The Gilded Age, past and present

"When it came to practical matters, neither the business elites of the first Gilded Age nor our own "liquidators," "terminators," and merger and acquisition Machiavellians ever really believed in the free market or the enterprising individual. Then, as now, when push came to shove (and often way earlier), they relied on the government: for political favors, for contracts, for tax advantages, for franchises, for tariffs and subsidies, for public grants of land and natural resources, for financial bailouts when times were tough (see Bear Stearns) and for muscular protection, including the use of armed force, against all those who might interfere with the rights of private property.

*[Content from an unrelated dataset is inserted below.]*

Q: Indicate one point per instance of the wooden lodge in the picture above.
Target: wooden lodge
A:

So, too, while industrial and financial tycoons liked to imagine themselves as stand-alone heroes, daring cowboys on the urban-industrial-financial frontier, as a matter of fact the first Gilded Age gave birth to the modern, bureaucratic corporation -- and did so at the expense of the lone entrepreneur. To this day, that big-business behemoth remains the defining institution of commercial life. The reigning melodrama may still be about the free market and the audacious individual, but backstage, directing the players, stands the state and the corporation.

Crony capitalism, inequality, extravagance, social Darwinian self-justification, blame-the-victim callousness, free-market hypocrisy: Thus it was, thus it is again!"